When Traveling Abroad Keep Your Politics Packed Away
Talking politics when traveling outside the US can be unexpectedly uncomfortable.
One of our Jetsetter followers Sue tells us while traveling on vacation to a resort in The Dominican Republic she was surprised that nearly every European vacationer she met had one question after meeting her:
“Did you vote for Trump?“
The new Administration’s hawkish yet isolationist policies have also caused a drop in foreign travel to the US and some wide ranging reactions.
But not all countries are anti-Trump. We’ve heard from numerous business travelers that Trump is very popular in different regions of the world.
A female traveler seems to experienced that when she called a lodge in New Zealand for
reservation. The lodge owner asked:
“Did you attend the women’s march in DC?”
Tell us some of your experiences.
We've been very fortunate traveling abroad. But it could be tricky out there. After all, we live in volatile political times all around the world. It is not just the US. We see it on all continents.
We’re all facing massive changes -- aging populations, new technology upsetting established or creating new industries, and climate change.
Pretty big stuff to grasp and articulate even for the most scholarly.
Most businesspeople doing business in a foreign country understand all this. They’re trying to win over clients and customers, not stand on principle.
Visitors should keep that thought -- especially if you are new to a country. Most likely you are not well-versed in their culture and political tendencies.
That means your best diplomatic move is to keep your politics stuck in your larynx or packed in your luggage back at the hotel.
Here are some tips to think about so you avoid anything uncomfortable.
Avoid offering your political beliefs. You have a right to free speech… in your country. But maybe not there. Remember that you don’t want to ruin a vacation or business trip by creating an international incident. Tell yourself, “I don’t want to be the ugly American.”

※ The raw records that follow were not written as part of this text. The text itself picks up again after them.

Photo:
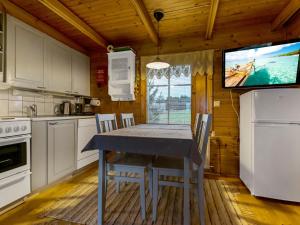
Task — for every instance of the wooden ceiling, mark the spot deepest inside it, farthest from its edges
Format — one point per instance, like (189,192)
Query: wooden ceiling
(119,22)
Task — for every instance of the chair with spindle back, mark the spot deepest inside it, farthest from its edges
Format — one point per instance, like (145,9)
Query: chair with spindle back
(124,163)
(127,120)
(167,166)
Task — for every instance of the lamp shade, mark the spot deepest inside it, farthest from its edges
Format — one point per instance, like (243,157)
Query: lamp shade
(158,64)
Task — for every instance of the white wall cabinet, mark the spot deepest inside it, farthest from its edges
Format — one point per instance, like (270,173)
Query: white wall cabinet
(25,55)
(58,65)
(37,61)
(80,74)
(121,73)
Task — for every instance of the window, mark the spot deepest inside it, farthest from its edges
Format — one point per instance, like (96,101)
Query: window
(169,95)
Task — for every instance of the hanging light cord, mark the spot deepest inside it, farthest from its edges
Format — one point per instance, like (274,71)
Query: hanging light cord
(158,39)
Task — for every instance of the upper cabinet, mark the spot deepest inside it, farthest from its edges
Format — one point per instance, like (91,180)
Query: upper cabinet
(37,61)
(25,55)
(58,64)
(121,73)
(80,73)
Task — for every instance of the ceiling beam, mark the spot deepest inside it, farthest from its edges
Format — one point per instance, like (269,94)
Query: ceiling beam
(211,18)
(21,14)
(146,19)
(286,14)
(66,14)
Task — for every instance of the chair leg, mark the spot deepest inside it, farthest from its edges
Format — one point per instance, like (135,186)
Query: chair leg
(150,174)
(201,197)
(155,194)
(142,196)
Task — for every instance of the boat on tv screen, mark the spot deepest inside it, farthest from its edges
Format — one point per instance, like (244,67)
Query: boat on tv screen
(264,66)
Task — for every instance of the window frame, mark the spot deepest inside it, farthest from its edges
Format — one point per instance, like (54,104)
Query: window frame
(169,91)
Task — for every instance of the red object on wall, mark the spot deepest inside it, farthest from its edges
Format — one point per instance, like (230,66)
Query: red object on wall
(101,76)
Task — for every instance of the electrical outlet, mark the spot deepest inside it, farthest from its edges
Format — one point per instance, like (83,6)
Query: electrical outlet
(217,103)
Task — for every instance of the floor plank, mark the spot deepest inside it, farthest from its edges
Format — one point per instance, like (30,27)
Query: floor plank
(228,202)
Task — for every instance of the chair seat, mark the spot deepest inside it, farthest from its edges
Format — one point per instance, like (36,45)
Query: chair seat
(131,160)
(168,163)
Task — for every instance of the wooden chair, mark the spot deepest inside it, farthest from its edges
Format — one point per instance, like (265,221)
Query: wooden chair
(124,163)
(166,166)
(127,120)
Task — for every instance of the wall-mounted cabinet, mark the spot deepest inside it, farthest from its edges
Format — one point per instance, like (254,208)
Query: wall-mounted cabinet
(37,61)
(25,55)
(58,67)
(121,73)
(80,73)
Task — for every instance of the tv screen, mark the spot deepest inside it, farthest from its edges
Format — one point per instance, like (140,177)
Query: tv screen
(262,66)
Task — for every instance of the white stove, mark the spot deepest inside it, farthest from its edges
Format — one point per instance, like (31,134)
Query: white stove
(15,135)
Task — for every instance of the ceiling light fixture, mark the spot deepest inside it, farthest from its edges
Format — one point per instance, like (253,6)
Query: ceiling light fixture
(158,64)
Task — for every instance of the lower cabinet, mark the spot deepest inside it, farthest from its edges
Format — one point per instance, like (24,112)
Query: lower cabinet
(53,151)
(61,148)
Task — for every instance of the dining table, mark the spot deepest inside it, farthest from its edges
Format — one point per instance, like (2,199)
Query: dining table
(147,139)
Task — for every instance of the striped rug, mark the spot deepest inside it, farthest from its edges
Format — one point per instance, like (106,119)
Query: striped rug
(79,206)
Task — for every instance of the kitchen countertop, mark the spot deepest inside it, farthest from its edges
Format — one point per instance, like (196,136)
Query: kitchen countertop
(61,117)
(46,117)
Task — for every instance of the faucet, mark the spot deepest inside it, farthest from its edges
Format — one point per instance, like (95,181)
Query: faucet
(33,110)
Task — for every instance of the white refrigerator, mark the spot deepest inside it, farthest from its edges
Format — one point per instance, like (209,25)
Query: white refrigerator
(270,143)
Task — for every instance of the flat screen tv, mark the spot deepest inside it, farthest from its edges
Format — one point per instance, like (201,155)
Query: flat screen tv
(262,66)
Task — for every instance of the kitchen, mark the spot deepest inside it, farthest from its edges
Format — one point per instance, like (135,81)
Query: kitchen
(65,65)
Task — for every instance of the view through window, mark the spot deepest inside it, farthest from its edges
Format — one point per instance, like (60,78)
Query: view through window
(169,96)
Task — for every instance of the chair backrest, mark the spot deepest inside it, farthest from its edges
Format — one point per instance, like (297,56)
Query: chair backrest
(196,124)
(203,126)
(127,120)
(106,122)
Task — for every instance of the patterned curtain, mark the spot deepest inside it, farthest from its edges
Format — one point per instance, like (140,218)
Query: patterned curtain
(177,71)
(197,63)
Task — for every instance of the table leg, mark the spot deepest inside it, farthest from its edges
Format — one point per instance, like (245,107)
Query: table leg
(101,187)
(186,196)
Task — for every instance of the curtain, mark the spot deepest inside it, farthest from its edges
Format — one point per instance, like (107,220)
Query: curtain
(196,63)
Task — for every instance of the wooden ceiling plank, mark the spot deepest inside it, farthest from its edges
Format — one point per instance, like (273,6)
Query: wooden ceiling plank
(146,19)
(62,11)
(21,14)
(211,18)
(286,14)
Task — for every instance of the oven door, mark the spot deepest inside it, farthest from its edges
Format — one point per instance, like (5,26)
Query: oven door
(14,155)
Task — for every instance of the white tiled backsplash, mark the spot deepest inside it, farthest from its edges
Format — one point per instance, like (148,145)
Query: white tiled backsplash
(16,103)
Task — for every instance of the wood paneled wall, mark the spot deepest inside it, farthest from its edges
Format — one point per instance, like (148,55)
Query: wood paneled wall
(225,144)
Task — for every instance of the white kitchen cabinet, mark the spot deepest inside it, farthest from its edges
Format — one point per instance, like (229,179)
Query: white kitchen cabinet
(58,66)
(61,148)
(121,73)
(25,55)
(86,130)
(37,61)
(80,74)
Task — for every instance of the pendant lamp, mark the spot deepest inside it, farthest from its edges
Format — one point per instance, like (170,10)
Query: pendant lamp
(158,64)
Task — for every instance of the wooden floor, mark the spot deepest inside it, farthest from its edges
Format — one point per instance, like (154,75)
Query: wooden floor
(225,199)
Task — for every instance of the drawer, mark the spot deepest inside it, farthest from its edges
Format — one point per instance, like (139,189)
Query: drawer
(87,122)
(14,187)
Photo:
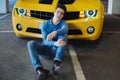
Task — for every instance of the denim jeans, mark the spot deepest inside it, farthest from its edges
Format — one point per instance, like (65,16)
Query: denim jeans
(51,52)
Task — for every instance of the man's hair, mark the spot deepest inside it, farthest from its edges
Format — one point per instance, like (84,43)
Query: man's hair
(62,7)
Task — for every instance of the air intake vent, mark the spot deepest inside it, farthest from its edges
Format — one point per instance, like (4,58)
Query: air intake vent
(41,15)
(45,1)
(66,1)
(49,15)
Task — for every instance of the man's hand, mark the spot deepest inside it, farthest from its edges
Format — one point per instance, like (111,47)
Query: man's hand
(60,42)
(51,35)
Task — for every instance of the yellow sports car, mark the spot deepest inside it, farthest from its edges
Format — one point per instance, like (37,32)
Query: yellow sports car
(84,17)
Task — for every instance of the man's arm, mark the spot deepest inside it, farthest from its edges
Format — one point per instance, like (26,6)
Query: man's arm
(63,30)
(45,34)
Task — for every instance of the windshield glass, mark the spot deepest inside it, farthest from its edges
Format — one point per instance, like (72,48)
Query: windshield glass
(60,1)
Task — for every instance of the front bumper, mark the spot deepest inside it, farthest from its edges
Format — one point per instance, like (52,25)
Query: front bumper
(77,28)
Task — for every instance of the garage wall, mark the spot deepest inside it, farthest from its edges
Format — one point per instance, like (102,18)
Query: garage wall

If politics is discussed, don’t talk much but to ask questions and listen a lot. Your goal is learn about that culture to enrich your trip. You will find the smartest people are the ones who say little and ask questions.
Be suspicious of anyone trying to draw out your political beliefs. Someone may be trying to use this against you if you are someone in a high position or appearing to be wealthy. You never know if a foreign agent is looking for something. For some that sounds cool. But it can be scary. Remember most countries don’t have our legal system.
Before you travel to a country, read up on recent events in the region especially if there is any political turmoil or recent incidents. Google the country and hit “news”.
More importantly, go to the State Department website and see if there any warnings about the country.
Another good resource for business travelers is Stratfor which offers geopolitical intelligence to many multi-national corporations. As an individual you can get a monthly subscription too.
A good book we suggest is The Like Factor, co-written by a former FBI Agent who identified foreign spies. He has great tips on how to disarm people with words, attitude, and body language.
A little preparation and common sense can go a long way to a successful and amicable trip. Plus, we want to hear your stories.